Le fameux Olivier, va ! 

Un jour il est né, les pieds coincés dans la terre en tentant, à chaque moment, de s’envoler le plus haut possible pour pouvoir éparpiller sa vision. Il semble tellement s’ennuyer, qu’il n’a pas d’autre choix que d’être très créatif. Ses vues délirent au fur et à mesure du temps qu’il passe à nos côtés.
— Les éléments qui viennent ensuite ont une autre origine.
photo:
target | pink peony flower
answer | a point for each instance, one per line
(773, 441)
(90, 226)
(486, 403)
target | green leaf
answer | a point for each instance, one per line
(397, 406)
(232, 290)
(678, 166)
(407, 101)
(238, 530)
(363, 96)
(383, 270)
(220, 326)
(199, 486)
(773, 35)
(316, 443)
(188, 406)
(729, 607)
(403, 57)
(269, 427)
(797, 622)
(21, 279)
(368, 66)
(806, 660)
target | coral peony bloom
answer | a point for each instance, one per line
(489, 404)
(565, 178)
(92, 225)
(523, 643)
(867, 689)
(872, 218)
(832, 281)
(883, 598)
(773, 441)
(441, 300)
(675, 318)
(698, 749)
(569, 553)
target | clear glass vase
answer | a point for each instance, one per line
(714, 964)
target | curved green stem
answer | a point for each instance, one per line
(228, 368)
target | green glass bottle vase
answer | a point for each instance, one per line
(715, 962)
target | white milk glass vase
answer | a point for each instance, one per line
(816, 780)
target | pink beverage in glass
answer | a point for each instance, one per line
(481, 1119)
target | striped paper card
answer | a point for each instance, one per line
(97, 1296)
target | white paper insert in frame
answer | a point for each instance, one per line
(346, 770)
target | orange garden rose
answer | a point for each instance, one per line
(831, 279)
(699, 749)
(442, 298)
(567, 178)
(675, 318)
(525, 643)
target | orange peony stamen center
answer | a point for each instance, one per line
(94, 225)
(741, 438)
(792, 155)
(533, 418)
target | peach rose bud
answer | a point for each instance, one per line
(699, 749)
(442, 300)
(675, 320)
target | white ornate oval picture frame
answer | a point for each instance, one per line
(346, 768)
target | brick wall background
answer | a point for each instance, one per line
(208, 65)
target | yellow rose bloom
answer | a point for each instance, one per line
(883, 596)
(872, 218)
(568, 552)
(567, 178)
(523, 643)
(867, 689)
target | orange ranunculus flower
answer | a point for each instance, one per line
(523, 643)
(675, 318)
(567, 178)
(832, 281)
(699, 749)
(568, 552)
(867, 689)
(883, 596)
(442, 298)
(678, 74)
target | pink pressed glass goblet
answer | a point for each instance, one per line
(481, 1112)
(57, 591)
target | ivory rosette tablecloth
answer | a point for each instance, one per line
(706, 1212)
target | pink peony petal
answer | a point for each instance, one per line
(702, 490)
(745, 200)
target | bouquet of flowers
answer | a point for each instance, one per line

Il nous observe, nous étudie et arrive quelques fois à une conclusion rudimentaire sur notre existence si perturbante pour lui.

Son regard perçoit notre main qui le rend peureux. Cette main est parfois si méprisante pour lui, si agressive et nuisible envers lui. Épisodiquement, heureusement, il sait que nous lui sommes avantageux aussi. Il doit se libérer de ses nombreuses créations d’olives. Là, le joli petit arbre est heureux de nous les offrir, ce qui semble nous rendre joyeux de les avaler. Joli Olivier, il essaie d’analyser notre corps pour voir ce que ses petites filles deviennent dans notre estomac. Il reste perplexe… elles tournent dans tous les sens dans notre corps. Et puis ? Nous rendent-elles créatifs ? Que sont elles devenues ? Il ne les voit pas sortir de notre corps…. par où ? Comment ? Notre corps lui apparaît  fini après nos intestins… L’olivier n’est pas suffisamment observateur, ou un peu trop timide à mon goût. Il ne voit qu’une espèce de chapeau qui nous coupe en deux. Que sont elles devenues ses petites Olives ? Il nous aperçoit comme les inventeurs de ces chapeaux si bizarres. Mais il y en a tellement ! Autant que ses accouchements d’olives. Ces chapeaux ne peuvent être que la transformation de ses jeunes filles. Pauvre Olivier, le voilà bien déçu de l’œuvre que nous accomplissons avec ses olives. Elles lui semblent tellement inutiles ! Des chapeaux !!! 

Olivier ne peut en conclure que notre vie est bien inutile sur cette planète. Nous lui semblons tellement égoïstes pour rien. Il aurait préféré que ses olives tombent tout seules parterre et repoussent bien plus souvent. La planète serait tellement plus agréable et moins stupide à contempler ! Grâce à ça, sa vision aurait pu être bien plus large avec le temps.